Dominic Miller is the second man charged with second-degree murder in this case.

Police said his bullet matches the one that struck and killed Lisa Lopez-Galvan , a beloved Kansas City mother and DJ.

According to Peters Baker, once Mays pulled his gun, several others pulled out their guns and started shooting.

This included Miller.

Jamison said Miller’s response could be seen as self defense, except Miller was not part of the initial crowd that was arguing with Mays.

According to the probable cause documents, Miller is seen joining the crowd after the argument began.

“He walked toward the argument — going toward the argument is almost always a bad thing,” Jamison said.

Jamison teaches self-defense classes where he offers the advice, “don’t go to stupid places with stupid people and do stupid things.”

As for Miller, based off the probable cause records, Jamison said, “he didn’t go to a stupid place but, he did go with stupid people and he did do stupid things.”

Court records show Mays told authorities he was “just being stupid” when fired at someone near a crowd, which included children.

Several kids were shot. It’s not known how many shooters account for the bullets that hit children and other innocent bystanders.

Jamison said the first thing a person needs to prove when claiming self defense is that they’re an innocent party.

“You can’t start a problem and expect people to believe you’re acting in self defense," he said.

The KSHB I-Team first reported Mays spent five days in jail and was placed on probation for pulling out a gun at a community center basketball game in 2021.

While it as Miller’s bullet that is believed to be the bullet that killed Lopez Galvan, whether or not Miller is guilty of murder depends on the intent of his bullet, said Jamison.
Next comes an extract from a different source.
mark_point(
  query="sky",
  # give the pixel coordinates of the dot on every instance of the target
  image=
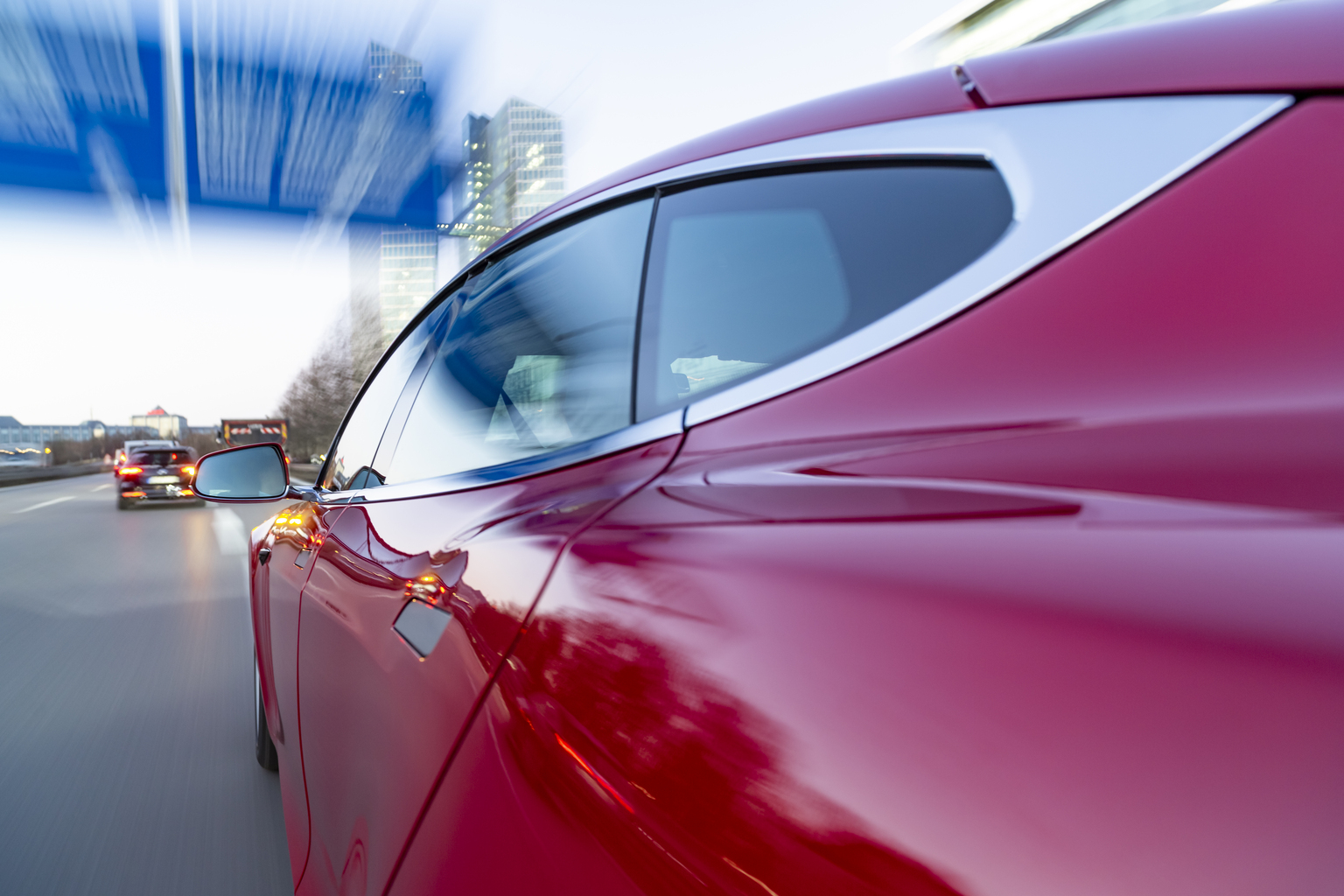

“If he (Miller) intended to murder Mr. Mays then the intent follows the bullet and he’s guilty of murder,” Jamison said. “If he intended to defend himself against Mr. Mays, then the intent also follows the bullet and he can raise the self-defense claim.”

Dawn Parson, who worked for the Jackson County Prosecuting Attorney's Office for more than 20 years, agrees there are elements of self-defense in both instances.

“Whether it works or not and if it’s successful, yes it is a complete defense and they would walk out the door,” Parson said.

Jamison said the suspects made a mistake by speaking with police without an attorney.

“These guys talked themselves into jail,” Jamison said.

However, the prosecution could face a hurdle with their witness statements since the statements were taken while Mays and Miller were being treated in the hospital, said Jamison.

The family of Lyndell Mays told the Kansas City Star Mays was on opioids at the time of his interview with police.

The family claims Mays was defending himself during the shooting

“If they were on drugs when they gave these statements, I would impeach the validity of the statements,” Jamison said, “It is the definition of unreliable testimony.”

Still, Jamison argues at this point, the case is in favor of the prosecutor.

Based on the probable cause statements, Jamison said a series of stupid decisions were made, which are hard to defend.

“Given the emotions around this, this is gonna be a tough case (for a defense),” Jamison said. “These people were involved in a gun fight on a city street — a person was killed. They’re all in deep, deep trouble.”